Alcohol is "no ordinary commodity" as the excellent book by Tom Babor et al reminds us and the industry is in a classic double bind.
On the one hand, it wants to sell its products, maximise profits, sponsor sport and music and TV programmes etc, while on the other hand it wants to be seen to be behaving responsibly.
It worries about retribution and State control. In particular, it fears health taxes, bans on advertising, and lawsuits by individuals and families harmed by its products. It is concerned about future profits and the tide turning, as it did with tobacco. So it solves this dilemma by trite, meaningless, sound bite advertisements. It calls it social responsibility.
Let us have a closer look at such bottled messages. "Enjoy xxxx sensibly" is just one example. I have numerous problems with such ads. Who is the target audience? Is it the general population, young people and children, pregnant women, people drinking on their own, people drinking in the morning, people who are alcohol dependent, people who are in recovery - because they all see and hear them? And what is sensible drinking?
There are no limits given, daily or weekly, no advice proffered and no exceptional circumstances.
Another problem is the actual language used. The ad contains another double bind. "Enjoy drinking" is one instruction and "drink sensibly" is a separate one.
Psychologists tell us that we only remember the first bit of any such instructions. For example, on the golf course, golfers among the readers will understand, if you stand on the tee with water in front and your last thought before hitting is "don't hit it into the water", that's exactly where you end up. So the message most of us hear and see is "enjoy drinking".
I understand that ads have to be short. I know that it is not easy to get a quick slogan to prevent alcohol-related harm. For example, it would be difficult to include the following: "Don't drink to the point that you don't know what you are doing, that you try to climb over a barbed wire fence or swim across a river or kick someone violently or get so depressed that you might contemplate suicide" or "never, ever get into a car when you are drunk, not even as a passenger, because passengers who are drunk can cause fatal accidents".
Yet we have seen excellent counter advertising.
Today FM radio presenter Ray D'Arcy, in conjunction with an advertising agency, has commissioned brilliant hard-hitting radio advertisements to discourage drinking and driving that appear to be effective.
Every day of my working life I see the devastating effects of alcohol on the lives of individuals, families and communities. Heavy drinking has been normalised in our society and there are truly awful consequences for the way we live. Absenteeism, industrial accidents, domestic violence, street aggression, marital breakdown, sexually transmitted infections, unintended pregnancies, abortions, homicides, suicides, psychiatric illness, insomnia, hypertension (and loads of other physical conditions), road traffic accidents, personal misery, family disharmony, addiction, attendances at A&E, and hospitalisations are the dreadful prices we pay for our national problem.

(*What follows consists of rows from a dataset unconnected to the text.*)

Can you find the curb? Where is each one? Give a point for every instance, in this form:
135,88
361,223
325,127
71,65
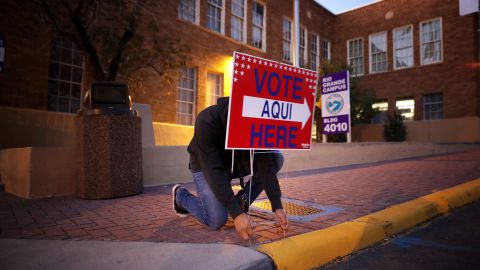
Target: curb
317,248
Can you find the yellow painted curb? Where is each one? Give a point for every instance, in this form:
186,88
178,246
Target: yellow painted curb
312,249
317,248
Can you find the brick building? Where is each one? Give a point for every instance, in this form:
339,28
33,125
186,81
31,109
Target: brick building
435,74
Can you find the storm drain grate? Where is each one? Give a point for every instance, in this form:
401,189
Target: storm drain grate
301,211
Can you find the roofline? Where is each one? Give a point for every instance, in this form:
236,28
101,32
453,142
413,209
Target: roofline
359,7
320,5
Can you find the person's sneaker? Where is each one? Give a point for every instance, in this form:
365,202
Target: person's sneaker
243,200
180,211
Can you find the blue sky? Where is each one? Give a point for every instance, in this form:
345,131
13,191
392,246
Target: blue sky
338,6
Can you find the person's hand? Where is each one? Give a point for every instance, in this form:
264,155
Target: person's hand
242,226
282,219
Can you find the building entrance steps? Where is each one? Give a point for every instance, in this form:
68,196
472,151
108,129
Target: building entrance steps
357,191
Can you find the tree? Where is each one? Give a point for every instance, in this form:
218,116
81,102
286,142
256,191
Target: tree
119,37
361,100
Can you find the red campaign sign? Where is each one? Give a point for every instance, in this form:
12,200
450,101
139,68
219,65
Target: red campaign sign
271,105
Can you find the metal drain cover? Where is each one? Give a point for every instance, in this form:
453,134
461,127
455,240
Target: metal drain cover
296,210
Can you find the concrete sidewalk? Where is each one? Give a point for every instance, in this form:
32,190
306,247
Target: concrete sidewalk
17,254
353,191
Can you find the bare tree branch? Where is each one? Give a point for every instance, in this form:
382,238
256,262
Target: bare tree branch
86,44
127,35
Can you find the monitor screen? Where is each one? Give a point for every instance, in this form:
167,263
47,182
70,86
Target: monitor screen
109,94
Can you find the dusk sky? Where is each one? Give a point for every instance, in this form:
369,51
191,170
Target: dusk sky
336,6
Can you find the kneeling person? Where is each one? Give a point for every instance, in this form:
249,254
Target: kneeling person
210,164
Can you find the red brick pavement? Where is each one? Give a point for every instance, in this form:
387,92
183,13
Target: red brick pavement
148,217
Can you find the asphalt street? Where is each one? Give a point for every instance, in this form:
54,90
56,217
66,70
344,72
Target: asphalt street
448,242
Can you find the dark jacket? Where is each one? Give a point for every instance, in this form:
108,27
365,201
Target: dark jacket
208,154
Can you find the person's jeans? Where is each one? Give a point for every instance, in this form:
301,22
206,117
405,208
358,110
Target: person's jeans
205,206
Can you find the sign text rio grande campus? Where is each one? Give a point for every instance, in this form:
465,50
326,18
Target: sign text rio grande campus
271,105
335,103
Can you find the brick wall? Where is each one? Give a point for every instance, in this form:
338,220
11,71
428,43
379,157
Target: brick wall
210,50
455,77
24,80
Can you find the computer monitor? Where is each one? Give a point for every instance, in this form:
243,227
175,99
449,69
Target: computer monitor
111,98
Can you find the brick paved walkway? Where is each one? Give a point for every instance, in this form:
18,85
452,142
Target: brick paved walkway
148,217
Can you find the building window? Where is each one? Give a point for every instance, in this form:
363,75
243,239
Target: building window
406,107
355,56
382,115
65,76
381,106
287,40
215,15
187,86
188,10
378,52
403,47
326,50
433,107
214,88
238,20
302,59
431,41
314,52
258,27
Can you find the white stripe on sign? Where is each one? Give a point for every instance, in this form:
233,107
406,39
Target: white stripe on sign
263,108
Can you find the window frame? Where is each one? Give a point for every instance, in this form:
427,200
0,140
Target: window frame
197,13
422,62
208,94
193,103
370,55
413,107
284,40
314,54
303,59
394,49
222,16
244,21
430,112
263,28
329,49
362,41
59,80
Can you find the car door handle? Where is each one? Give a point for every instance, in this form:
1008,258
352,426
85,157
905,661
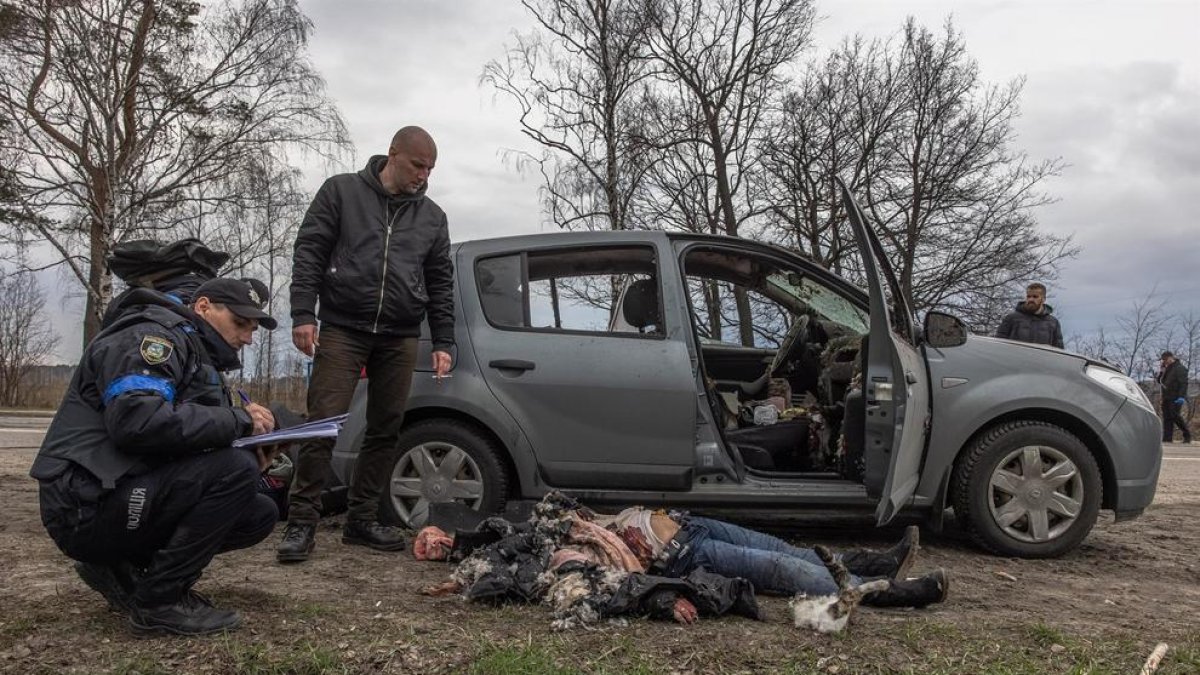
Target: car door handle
513,364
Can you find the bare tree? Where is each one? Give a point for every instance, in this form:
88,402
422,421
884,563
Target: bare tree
832,125
723,60
575,81
124,109
1189,326
1140,328
262,226
951,197
25,335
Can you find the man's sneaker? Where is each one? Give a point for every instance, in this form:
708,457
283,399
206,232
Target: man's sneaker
892,563
192,615
107,581
372,533
933,587
298,543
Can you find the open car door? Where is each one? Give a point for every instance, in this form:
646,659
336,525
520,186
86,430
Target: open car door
895,381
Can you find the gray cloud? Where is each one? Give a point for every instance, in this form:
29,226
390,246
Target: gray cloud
1127,133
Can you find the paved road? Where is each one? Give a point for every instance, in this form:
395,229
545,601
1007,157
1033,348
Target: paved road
25,431
22,431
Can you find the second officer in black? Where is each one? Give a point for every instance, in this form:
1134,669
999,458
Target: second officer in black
138,481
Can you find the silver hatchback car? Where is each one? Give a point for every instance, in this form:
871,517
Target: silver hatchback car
719,374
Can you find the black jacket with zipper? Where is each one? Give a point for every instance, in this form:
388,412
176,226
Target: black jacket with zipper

The causes and solutions to our drinking culture are complex. We need a Noel Browne type of politician who will lead us out of the current situation. We also require goodwill, Government intervention, public support and ongoing commitment.
Let's start with a small gesture and get rid of the pithy public messages from the industry. Public health messages are best left in the hands of the appropriate professionals and those with no profit motives. If you agree with these sentiments, please do complain. Write to the newspapers and other media outlets that carry such ads, to the advertising standard authorities and to your politicians. The vested interests must not be allowed to get away with such bottled messages.
Rolande Anderson is an alcohol counsellor and also director of the programme Helping Patients with Alcohol Problems with the Irish College of General Practitioners.